Indian Space Research Organization (ISRO) scientists and engineers cheer after India's Mars orbiter successfully entered the red planet's orbit, at their Spacecraft Control Center, in this photo taken through a glass panel, in the southern Indian city of Bangalore September 24, 2014. India's low-cost mission to Mars successfully entered the red planet's orbit on Wednesday, crowning what Prime Minister Narendra Modi said was a "near impossible" push to complete the trip on its maiden attempt. The Mars Orbiter Mission cost $74 million or about three-quarters of the amount to make the Oscar-winning movie 'Gravity' about astronauts stranded in space. REUTERS/Abhishek N. Chinnappa (INDIA - Tags: SCIENCE TECHNOLOGY)

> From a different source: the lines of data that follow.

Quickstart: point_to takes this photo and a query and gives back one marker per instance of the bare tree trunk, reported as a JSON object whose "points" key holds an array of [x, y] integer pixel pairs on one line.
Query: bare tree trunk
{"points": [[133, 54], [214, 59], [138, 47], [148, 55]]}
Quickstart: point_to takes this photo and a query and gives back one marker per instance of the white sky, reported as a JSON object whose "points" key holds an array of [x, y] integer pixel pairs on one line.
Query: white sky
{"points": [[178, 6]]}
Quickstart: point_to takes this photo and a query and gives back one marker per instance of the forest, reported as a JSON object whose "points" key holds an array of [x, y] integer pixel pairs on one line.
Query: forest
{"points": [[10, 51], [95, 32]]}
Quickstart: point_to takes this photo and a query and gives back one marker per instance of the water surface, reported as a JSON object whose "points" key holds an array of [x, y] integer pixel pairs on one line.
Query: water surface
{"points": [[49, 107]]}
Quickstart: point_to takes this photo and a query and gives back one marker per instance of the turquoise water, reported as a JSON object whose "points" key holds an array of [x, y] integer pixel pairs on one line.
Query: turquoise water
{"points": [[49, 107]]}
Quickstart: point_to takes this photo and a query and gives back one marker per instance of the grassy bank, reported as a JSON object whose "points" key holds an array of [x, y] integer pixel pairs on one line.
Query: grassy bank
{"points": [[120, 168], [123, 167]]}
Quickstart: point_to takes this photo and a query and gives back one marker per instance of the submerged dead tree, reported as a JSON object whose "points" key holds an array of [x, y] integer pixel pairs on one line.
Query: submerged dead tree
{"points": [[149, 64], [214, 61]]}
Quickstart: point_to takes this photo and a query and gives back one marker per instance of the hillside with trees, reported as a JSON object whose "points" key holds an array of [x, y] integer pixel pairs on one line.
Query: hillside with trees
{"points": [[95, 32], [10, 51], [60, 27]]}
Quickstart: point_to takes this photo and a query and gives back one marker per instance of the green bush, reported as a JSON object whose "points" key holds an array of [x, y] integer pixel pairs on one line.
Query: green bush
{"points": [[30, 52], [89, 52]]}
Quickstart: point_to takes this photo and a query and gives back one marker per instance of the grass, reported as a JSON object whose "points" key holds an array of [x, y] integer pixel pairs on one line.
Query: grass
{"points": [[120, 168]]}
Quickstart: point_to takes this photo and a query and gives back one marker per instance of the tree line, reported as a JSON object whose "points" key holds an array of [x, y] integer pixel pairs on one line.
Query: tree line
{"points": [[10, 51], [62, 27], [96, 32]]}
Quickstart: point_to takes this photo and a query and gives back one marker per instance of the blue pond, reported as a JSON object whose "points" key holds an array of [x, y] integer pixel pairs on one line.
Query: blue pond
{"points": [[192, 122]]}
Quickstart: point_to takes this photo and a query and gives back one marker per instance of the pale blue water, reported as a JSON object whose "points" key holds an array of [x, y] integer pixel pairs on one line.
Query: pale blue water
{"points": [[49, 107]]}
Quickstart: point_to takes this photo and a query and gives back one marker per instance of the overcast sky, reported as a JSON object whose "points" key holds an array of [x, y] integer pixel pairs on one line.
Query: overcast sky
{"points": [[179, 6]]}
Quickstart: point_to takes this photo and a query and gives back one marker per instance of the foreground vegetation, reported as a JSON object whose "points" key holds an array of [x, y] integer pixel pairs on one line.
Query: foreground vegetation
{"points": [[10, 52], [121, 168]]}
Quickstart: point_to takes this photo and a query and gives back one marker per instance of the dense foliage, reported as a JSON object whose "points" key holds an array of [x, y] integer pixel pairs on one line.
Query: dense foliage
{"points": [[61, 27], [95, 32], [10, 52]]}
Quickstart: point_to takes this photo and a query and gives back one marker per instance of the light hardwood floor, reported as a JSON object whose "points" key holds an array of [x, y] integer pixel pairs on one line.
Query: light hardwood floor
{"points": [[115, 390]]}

ISRO celebrates Mars mission's success

India triumphed in its first interplanetary mission, placing a satellite into orbit around Mars on Wednesday morning and catapulting the country into an elite club of deep-space explorers. Scientists broke into wild cheers as the orbiter's engines completed 24 minutes of burn time to maneuver the spacecraft into its designated place around the red planet. Scientists described the final stages of the Mars Orbiter Mission, affectionately nicknamed MOM, as flawless. The success marks a milestone for the space program in demonstrating that it can conduct complex missions and act as a global launch pad for commercial, navigational and research satellites.